During Microsoft’s E3 Presentation in Los Angeles last year, Bandai Namco revealed Jump Force to a packed theatre. The crowd reaction came off as cautiously optimistic. I’m a fan of anime video games but I am also caution when trying them., my reservations needed considering before jumping in once again. Developed by Spike Chunsoft and published by Bandai Namco, Jump Force crossover event 50 years in the making celebrating a piece of Japan’s culture.
As it were, Jump Force celebrates the 50th anniversary of Weekly Shonen jump this year. Having iconic characters such as Luffy from One Piece, Goku from Dragon Ball Z, and Yugi from Yu-Gi-Oh join together for the greater good is my childhood dream. Although certain elements drag the game down, there’s an excellent fighter hidden beneath the messy exterior.
Jump Force starts off strong and begins with a battle in the real world. After an introduction, it’s off the character creator. I’m a big fan of character creators and in Jump Force, you’re able to create one with a handful of available options. Basically, your character dies in the chaotic battle between Goku and Frieza, who is then revived and given powers thanks to a umbras cube. Depending on preference, there are three schools of fighting available – one based on Goku, one based on Naruto, and one based on Luffy. Subsequently, all this leads to joining the eponymous Jump Force, bringing together many Shonen Jump characters.
It’s time to Duel!
The most important aspect of a fighting game is the gameplay. Without competent gameplay, all is lost, and while Jump Force excels at creating a good fighting game, everything around that is subpar. Your basic controller scheme maps light and heavy attacks to two face buttons while the other two feature jump and toss. Holding Square or Triangle create heaver versions of the base attacks allowing your character the chance to shatter your opponent’s shield. Holding R2 and using the face buttons allows for powered up abilities like the Kamehameha, Light Grenade, Sand Jitsu and so on. There’s also L1 serving as a Rush ability, and R1 serves as guard.
In addition to that, battles are a 3v3 tag match with all three combatants sharing one life meter. While you’re free to pick and choose who you want on your team, the tag mechanics don’t mesh well. Tapping L2 sends out the next available fighter and holding L2 initiates a team attack.

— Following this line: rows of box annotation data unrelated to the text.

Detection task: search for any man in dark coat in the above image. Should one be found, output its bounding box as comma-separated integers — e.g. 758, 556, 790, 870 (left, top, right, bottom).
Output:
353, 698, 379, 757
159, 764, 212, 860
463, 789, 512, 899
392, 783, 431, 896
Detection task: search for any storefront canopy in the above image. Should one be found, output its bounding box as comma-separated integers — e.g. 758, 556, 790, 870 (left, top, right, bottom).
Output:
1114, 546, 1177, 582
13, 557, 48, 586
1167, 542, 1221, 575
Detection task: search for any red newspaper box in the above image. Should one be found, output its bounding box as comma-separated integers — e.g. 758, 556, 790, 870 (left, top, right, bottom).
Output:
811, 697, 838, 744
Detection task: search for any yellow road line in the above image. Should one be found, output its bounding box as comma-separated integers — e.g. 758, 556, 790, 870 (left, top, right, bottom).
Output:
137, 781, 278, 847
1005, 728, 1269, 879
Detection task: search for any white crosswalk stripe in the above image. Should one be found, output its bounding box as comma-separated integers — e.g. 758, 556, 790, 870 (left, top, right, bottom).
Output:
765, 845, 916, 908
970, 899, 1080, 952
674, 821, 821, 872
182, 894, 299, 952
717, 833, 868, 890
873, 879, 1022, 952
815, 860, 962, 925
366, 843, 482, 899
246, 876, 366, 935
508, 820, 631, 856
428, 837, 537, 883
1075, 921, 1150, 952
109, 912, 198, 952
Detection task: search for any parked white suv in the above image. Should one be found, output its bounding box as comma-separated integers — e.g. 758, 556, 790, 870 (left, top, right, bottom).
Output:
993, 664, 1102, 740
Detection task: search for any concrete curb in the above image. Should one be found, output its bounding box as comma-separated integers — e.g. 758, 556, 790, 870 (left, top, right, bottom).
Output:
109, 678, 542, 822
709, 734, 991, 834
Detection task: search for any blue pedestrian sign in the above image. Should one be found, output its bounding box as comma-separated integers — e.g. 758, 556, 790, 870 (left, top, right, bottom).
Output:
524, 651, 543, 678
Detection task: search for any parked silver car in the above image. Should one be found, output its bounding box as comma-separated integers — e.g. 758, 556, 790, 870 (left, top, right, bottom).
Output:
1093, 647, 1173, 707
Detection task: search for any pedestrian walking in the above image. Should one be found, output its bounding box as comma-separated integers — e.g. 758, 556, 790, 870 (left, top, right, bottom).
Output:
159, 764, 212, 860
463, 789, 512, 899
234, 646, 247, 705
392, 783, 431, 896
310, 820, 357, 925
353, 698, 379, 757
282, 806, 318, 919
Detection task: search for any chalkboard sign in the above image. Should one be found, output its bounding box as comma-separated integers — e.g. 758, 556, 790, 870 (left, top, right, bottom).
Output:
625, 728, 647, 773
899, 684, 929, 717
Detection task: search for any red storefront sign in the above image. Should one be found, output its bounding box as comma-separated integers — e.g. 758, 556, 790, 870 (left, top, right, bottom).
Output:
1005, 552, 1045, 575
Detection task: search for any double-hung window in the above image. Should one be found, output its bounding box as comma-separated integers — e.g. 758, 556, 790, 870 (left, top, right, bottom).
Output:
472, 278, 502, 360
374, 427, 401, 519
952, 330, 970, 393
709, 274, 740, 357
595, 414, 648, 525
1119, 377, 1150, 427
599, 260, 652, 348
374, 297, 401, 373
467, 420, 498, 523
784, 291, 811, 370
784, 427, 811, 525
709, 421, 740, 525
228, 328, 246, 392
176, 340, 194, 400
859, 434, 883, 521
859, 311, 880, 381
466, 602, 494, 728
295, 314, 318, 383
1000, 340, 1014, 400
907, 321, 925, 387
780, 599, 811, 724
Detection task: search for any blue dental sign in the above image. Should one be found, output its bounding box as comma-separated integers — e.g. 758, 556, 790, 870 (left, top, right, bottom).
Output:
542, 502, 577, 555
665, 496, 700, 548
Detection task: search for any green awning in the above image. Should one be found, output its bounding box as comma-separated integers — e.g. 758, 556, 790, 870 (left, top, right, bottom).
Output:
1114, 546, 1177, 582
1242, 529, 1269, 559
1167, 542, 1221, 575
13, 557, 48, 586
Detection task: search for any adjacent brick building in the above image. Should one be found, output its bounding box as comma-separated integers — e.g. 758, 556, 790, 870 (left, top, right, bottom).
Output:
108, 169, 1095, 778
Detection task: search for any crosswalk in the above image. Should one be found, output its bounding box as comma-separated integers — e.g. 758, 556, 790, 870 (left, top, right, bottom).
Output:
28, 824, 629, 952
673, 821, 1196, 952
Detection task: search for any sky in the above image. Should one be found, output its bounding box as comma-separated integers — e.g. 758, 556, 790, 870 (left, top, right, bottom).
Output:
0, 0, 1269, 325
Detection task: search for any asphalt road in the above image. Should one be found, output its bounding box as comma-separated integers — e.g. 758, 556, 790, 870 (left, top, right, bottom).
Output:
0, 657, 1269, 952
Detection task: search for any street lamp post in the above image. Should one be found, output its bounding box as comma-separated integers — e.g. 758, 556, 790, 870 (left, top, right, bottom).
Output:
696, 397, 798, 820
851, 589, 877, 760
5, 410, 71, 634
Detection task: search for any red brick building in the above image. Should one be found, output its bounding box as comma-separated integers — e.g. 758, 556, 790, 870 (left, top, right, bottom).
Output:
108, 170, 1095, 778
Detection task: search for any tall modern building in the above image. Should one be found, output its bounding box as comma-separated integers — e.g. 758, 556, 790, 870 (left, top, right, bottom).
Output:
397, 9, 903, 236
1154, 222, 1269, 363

For the most part, Spike Chunsoft nailed the fighting styles across the various franchises in the game. Each character playstyle varies enough that no one plays similarly and there’s an even battlefield since controls for each character are so similar. However, the downside to this is that after playing for some time, battles all begin to feel the same.
Weekly Shonen Slump
In general, the story is far too serious for my liking. This is a game where Goku and Naruto are leaders, two of the biggest clowns in anime. While the story isn’t great it does a serviceable job. Jumping from mission to mission while unlocking customizable items and gear for your custom character, which I found to be convoluted and upgrading your character ends up being a chore. Then, to make it worse, several difficulty spikes end up causing unnecessary frustration.
Much like the Xenoverse series, there’s a central hub where a host of events are available. Load times getting to and from the central hub to a match takes time and loads times are long in most cases. The main hub is expansive but empty and there’s nothing worth checking out. Often I’d end up teleporting to my location.

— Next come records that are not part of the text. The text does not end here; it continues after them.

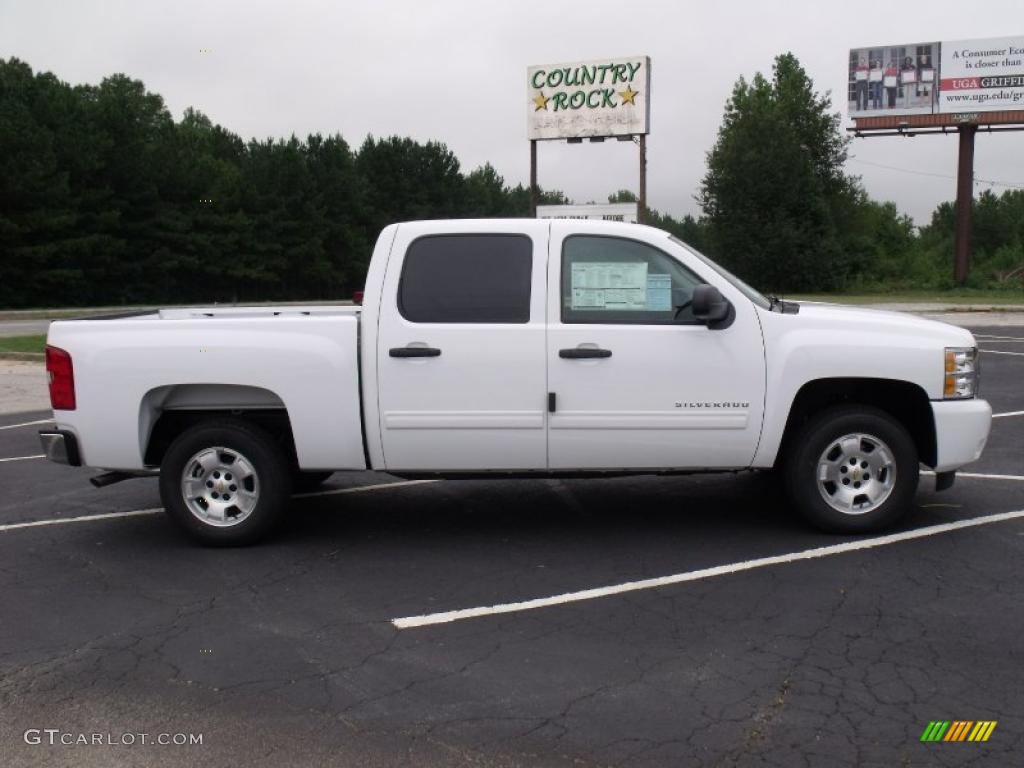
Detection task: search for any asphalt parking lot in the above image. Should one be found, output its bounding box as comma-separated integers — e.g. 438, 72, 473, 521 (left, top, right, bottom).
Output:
0, 327, 1024, 766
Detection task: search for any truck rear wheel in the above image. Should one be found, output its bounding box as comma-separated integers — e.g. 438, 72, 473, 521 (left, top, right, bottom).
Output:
160, 419, 291, 546
785, 406, 919, 534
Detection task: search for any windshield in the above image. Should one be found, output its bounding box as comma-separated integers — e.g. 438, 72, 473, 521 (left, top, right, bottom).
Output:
669, 234, 771, 309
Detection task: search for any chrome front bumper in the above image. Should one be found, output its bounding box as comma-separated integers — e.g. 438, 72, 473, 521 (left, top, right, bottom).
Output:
39, 429, 82, 467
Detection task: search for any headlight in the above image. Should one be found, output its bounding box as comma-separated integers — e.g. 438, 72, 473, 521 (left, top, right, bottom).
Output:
942, 347, 978, 399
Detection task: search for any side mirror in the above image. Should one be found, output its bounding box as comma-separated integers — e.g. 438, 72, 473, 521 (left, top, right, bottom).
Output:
692, 285, 733, 330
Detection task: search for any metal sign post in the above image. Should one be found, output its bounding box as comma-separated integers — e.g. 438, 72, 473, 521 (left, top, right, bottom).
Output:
526, 56, 650, 221
848, 35, 1024, 284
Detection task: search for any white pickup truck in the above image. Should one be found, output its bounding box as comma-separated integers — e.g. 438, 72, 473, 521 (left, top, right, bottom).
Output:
41, 219, 991, 544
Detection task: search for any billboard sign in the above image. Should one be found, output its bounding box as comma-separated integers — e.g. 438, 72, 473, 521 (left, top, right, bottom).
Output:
847, 43, 939, 118
847, 35, 1024, 118
939, 35, 1024, 113
526, 56, 650, 139
537, 203, 639, 224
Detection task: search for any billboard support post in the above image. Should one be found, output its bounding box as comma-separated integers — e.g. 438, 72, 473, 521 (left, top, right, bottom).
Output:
637, 133, 647, 224
529, 138, 541, 219
847, 35, 1024, 285
953, 125, 978, 284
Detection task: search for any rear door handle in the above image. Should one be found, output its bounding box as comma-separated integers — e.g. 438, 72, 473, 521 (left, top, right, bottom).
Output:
558, 347, 611, 360
388, 347, 441, 357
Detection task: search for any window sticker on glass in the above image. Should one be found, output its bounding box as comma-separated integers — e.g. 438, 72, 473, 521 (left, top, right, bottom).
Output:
570, 261, 647, 309
644, 274, 672, 312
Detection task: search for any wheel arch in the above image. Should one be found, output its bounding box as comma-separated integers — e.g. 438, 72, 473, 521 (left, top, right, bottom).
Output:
138, 384, 296, 467
774, 377, 938, 467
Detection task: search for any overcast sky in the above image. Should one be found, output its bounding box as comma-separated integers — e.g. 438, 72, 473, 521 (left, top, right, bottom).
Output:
0, 0, 1024, 223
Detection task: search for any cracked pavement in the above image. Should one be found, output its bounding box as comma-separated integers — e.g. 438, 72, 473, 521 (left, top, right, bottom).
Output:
0, 329, 1024, 768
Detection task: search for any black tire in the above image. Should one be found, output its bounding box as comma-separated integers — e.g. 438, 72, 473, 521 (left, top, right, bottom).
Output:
160, 418, 292, 547
783, 406, 919, 534
292, 470, 334, 494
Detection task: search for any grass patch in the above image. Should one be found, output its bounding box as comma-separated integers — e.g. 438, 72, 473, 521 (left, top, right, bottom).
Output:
0, 336, 46, 354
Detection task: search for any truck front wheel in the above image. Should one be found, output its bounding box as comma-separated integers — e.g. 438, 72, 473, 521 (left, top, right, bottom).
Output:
160, 419, 291, 546
784, 406, 919, 534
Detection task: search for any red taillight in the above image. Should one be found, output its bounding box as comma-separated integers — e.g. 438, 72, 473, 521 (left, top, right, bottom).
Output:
46, 344, 75, 411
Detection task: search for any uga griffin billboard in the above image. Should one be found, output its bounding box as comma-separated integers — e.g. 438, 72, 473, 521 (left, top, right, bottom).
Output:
847, 35, 1024, 118
526, 56, 650, 139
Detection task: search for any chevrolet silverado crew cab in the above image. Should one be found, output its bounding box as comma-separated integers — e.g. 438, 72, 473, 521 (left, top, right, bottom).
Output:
41, 219, 991, 544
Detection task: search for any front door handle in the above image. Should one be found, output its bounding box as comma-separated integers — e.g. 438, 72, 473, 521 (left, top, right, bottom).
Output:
558, 347, 611, 360
388, 347, 441, 357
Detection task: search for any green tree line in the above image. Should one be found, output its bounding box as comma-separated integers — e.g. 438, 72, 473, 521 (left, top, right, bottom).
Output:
0, 54, 1024, 307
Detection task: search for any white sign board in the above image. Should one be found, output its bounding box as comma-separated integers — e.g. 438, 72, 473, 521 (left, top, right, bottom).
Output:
526, 56, 650, 139
939, 35, 1024, 113
537, 203, 639, 224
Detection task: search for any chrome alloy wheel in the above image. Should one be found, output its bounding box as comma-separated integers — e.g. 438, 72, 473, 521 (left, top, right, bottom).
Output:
181, 446, 259, 527
818, 434, 896, 515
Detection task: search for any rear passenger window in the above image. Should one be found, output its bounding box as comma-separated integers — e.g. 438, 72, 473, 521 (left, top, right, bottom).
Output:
398, 234, 534, 323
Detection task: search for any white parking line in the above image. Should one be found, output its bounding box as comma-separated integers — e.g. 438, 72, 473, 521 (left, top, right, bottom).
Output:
921, 469, 1024, 480
292, 480, 440, 499
0, 419, 53, 429
391, 509, 1024, 630
0, 480, 440, 532
0, 507, 164, 531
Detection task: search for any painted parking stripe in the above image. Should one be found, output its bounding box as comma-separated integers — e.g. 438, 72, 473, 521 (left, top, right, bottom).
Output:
0, 480, 440, 532
921, 469, 1024, 480
292, 480, 440, 499
0, 419, 53, 429
0, 507, 164, 531
0, 454, 46, 462
391, 509, 1024, 630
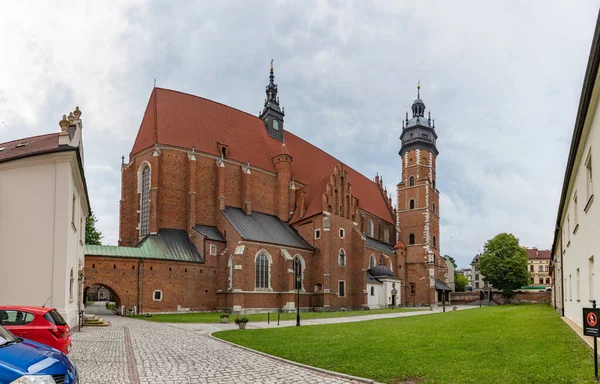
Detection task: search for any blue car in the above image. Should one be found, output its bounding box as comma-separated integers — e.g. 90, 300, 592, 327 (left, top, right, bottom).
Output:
0, 326, 79, 384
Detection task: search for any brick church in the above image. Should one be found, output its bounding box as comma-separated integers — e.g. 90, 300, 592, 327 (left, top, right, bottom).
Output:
85, 66, 449, 313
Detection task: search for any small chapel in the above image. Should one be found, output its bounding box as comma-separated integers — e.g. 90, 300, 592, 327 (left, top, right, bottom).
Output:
85, 65, 450, 314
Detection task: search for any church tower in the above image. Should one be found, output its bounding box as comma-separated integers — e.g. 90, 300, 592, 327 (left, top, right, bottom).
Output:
397, 85, 446, 305
259, 60, 285, 142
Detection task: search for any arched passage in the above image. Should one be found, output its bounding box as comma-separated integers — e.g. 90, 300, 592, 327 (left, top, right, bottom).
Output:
83, 282, 122, 306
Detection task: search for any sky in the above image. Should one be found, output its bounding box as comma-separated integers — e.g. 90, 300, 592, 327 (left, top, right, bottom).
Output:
0, 0, 598, 267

Playing offline or online is about the best experience in Jump Force. After finding a confident streak during several story missions, I decided I’d move online and test my skill. I was promptly put to bed and learned my lesson – there’s more than button mashing to a win. Against real players, defence is a good offence, punishing those moments the enemy slips up with a combo and ability finisher. Playing online matches I find is the best use of time when playing and the best way for learning the battle system.
Ultimately, if you like anime then this is for you. If you like mashing buttons and watching as Shonen characters enact fights you see in manga pages, you’re going to enjoy Jump Force. However, soon after the spectacle is gone, you’re left with a shallow but a pretty video game that’s story never really goes anywhere. With such an enticing roster at its disposal, I expected to see more from this game that’s supposedly celebrating Weekly Shonen Jump.